Intended benefits of this proposal:

ghost commented 9 years ago

Would inline expressions always return a string? If the expression is supposed to yield something else (array, int, etc), do we just use the regular class: Expression struct?

For example, would the following values in stdin, stdout, baseCommand, glob and valueFrom fields evaluate like this:

$(1) -> "1" $(null) -> "" $([1,2])x -> "1,2x" $({a:1}) -> "[Object object]"

yvdriess commented 9 years ago

+1 for the @tetron proposal.

Although, I have some questions around the 'job' object: How well specified are the context of this job object? How much of it is known 'statically' at preprocessing time? How much of can only be known/filled in at runtime, during workflow execution.

For the sake of the discussion, imagine a CWL specification which has two type of Expressions: 'static' (compile-time) and 'dynamic' (run-time) expressions. Static expressions are guaranteed to be executable during a preprocessing step. The execution environment does not see such expressions, only the resulting string (or object?). Static expressions naturally can only use elements of 'job' that are known at preprocessing time (e.g. bound workflow parameters). Dynamic expressions are those that need context/runtime information, thus cannot be expanded beforehand. For instance, the 'output_prefix' element is only known during workflow execution.
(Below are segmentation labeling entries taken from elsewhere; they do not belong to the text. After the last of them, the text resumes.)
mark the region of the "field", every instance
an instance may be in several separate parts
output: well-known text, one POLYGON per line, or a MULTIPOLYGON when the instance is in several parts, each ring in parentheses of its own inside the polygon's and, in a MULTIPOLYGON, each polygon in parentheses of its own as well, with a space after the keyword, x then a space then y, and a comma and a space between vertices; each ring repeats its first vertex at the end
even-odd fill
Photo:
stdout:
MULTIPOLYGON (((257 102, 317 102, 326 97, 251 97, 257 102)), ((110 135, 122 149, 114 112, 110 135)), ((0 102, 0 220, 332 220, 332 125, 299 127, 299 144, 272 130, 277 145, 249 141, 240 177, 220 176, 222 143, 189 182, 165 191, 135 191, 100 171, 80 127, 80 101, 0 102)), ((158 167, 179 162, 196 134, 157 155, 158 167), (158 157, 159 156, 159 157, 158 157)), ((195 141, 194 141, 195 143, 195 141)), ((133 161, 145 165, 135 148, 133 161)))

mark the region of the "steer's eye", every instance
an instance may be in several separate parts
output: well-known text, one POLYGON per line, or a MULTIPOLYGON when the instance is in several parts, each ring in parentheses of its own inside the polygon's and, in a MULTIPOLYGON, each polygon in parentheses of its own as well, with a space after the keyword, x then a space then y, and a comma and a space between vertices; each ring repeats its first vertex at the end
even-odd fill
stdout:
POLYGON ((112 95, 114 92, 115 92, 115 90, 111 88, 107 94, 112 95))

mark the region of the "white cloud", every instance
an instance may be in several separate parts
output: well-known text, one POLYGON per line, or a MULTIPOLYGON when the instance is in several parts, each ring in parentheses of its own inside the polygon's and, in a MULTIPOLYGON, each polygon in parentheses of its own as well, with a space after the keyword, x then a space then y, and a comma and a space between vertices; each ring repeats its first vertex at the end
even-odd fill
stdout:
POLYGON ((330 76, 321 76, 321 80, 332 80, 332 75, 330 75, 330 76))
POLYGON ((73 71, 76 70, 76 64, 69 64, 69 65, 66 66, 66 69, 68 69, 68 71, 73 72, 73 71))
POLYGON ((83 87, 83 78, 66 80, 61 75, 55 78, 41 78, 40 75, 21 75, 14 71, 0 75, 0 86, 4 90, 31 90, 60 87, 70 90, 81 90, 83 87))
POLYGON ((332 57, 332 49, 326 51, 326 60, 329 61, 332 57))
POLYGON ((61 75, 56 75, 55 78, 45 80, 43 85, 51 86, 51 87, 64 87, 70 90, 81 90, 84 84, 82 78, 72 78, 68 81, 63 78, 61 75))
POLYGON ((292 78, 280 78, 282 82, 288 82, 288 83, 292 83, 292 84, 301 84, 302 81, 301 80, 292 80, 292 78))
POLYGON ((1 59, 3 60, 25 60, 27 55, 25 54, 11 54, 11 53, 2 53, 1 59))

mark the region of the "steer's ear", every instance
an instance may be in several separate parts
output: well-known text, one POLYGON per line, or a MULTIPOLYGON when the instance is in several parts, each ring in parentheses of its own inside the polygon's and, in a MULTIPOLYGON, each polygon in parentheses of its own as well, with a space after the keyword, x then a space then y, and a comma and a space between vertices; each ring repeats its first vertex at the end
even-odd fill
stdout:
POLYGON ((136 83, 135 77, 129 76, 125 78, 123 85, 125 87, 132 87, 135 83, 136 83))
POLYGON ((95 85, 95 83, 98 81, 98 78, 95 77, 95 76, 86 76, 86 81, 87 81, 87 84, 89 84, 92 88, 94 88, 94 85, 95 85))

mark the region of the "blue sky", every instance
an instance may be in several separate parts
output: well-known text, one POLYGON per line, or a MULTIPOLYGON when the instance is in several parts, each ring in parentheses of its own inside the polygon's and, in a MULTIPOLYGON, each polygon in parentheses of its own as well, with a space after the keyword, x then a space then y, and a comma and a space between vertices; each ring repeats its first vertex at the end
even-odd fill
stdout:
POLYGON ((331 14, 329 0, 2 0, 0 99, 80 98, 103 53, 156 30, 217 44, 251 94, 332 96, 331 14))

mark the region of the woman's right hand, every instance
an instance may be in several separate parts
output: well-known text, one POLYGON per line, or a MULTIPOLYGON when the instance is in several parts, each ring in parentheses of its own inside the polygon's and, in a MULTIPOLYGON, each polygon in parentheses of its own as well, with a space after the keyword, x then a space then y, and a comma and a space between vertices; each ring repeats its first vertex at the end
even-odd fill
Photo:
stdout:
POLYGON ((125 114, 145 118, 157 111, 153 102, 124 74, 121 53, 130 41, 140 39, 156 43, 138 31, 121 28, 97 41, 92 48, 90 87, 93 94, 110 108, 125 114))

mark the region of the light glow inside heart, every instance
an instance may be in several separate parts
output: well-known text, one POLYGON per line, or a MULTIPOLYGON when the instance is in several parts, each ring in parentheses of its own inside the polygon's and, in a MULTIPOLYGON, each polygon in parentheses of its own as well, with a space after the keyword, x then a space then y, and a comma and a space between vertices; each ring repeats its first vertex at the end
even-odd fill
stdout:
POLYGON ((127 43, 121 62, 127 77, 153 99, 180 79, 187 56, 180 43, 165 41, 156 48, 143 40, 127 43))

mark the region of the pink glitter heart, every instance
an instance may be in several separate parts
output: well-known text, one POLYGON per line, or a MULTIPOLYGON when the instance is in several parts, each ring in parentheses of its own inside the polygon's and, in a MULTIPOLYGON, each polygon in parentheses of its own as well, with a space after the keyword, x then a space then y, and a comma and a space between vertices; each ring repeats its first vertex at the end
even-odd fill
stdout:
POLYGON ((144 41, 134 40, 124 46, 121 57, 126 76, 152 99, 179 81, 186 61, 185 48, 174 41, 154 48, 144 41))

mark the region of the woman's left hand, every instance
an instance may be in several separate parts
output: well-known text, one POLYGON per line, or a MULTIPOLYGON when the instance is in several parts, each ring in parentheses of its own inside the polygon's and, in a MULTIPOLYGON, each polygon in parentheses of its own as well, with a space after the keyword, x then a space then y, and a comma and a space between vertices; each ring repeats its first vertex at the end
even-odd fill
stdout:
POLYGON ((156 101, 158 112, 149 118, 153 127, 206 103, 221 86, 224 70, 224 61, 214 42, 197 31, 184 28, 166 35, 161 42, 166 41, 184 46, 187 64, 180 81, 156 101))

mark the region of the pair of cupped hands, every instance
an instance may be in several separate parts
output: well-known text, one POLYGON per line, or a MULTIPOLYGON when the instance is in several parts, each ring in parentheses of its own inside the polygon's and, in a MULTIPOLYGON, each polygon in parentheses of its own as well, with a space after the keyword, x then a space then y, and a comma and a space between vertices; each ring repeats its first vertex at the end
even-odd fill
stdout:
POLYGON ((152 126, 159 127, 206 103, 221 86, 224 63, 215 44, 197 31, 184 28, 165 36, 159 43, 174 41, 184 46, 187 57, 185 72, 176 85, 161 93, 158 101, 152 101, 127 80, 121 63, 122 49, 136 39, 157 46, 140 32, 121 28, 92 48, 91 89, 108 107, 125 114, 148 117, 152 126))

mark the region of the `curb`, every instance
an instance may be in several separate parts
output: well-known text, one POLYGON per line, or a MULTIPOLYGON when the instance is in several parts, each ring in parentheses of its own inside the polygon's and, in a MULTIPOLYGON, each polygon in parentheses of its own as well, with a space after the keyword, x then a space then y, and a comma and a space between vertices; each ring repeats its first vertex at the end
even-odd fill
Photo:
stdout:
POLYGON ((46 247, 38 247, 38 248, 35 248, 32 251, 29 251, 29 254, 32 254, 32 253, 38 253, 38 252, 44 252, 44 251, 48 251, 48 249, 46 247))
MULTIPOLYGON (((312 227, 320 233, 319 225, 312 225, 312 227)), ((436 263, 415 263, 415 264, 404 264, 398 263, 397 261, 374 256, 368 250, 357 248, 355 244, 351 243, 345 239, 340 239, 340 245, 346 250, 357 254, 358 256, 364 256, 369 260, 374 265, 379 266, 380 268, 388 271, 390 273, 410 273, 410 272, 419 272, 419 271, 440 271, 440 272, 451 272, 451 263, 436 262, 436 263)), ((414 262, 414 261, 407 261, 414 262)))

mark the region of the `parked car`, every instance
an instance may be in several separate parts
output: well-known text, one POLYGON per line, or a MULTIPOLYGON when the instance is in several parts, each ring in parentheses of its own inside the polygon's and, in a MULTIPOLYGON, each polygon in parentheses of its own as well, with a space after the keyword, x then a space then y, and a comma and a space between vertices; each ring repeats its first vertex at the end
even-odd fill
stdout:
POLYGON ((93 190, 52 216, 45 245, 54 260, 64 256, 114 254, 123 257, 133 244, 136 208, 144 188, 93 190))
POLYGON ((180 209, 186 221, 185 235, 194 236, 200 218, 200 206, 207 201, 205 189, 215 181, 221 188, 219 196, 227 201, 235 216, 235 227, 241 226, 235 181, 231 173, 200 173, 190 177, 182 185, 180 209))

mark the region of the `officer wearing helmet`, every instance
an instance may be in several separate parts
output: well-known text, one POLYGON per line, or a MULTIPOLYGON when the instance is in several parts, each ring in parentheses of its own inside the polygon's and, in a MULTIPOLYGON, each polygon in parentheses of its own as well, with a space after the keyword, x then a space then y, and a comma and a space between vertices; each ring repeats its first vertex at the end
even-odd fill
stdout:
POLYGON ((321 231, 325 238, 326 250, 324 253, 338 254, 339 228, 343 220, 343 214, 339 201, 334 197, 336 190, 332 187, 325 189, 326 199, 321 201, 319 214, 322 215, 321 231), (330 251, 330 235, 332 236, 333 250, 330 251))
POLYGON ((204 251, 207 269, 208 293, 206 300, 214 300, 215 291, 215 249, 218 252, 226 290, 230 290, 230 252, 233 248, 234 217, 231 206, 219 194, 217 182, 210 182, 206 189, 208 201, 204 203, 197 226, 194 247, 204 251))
The big question here is: can such dynamic expressions all be expanded at the start of the workflow execution? 'start' As in the moment the CWL binary is invoked with concrete parameters. Or, can such dynamic expressions have a dependency on data that is only known by the execution of other steps in the workflow. This question is related to @tetron 's third benefit:

Deprecating or removing pluggable expression engines eliminates them as an open-ended computational backdoor in the workflow; anything that can't easily be expressed by an expression probably ought to be an upstream workflow step.

It is easy to see that static expressions cannot really be such backdoors or abused as inline computational steps. Dynamic expressions that can be expanded at program start are also less abusable, as they are not part of the workflow dependency graph. Dynamic expressions that do need context/job information that is only available at execution time are the ones that can be abused.

tetron commented 9 years ago

@ntijanic what do you think of this: inline expressions may be embedded in a string or not, and that controls whether the return value is coerced into a string or keeps its return type.

foo: $(1+1) 
 ->
foo: 2 (number)

foo: " $(1+1) "
 ->
foo: " 2 " (string)

foo: $(String(1+1))
 ->
foo: "2" (string)
tetron commented 9 years ago

@yvdriess I'm not entirely sure I understand the distinction between "static" and "dynamic" expressions. The reason for expressions is that some decisions are late binding and can't be made until the workflow is already running. You're correct that there's a subclass of expressions can can be computed immediately without actually executing any jobs, such as deterministically generating output names from input names, which would be useful for workflows like "make" where you specify the desired outcome of the workflow (build program X) and follow the graph backwards to as to only perform the necessary work instead of imperatively executing the entire workflow from initial input. This is an interesting question that we haven't fully addressed.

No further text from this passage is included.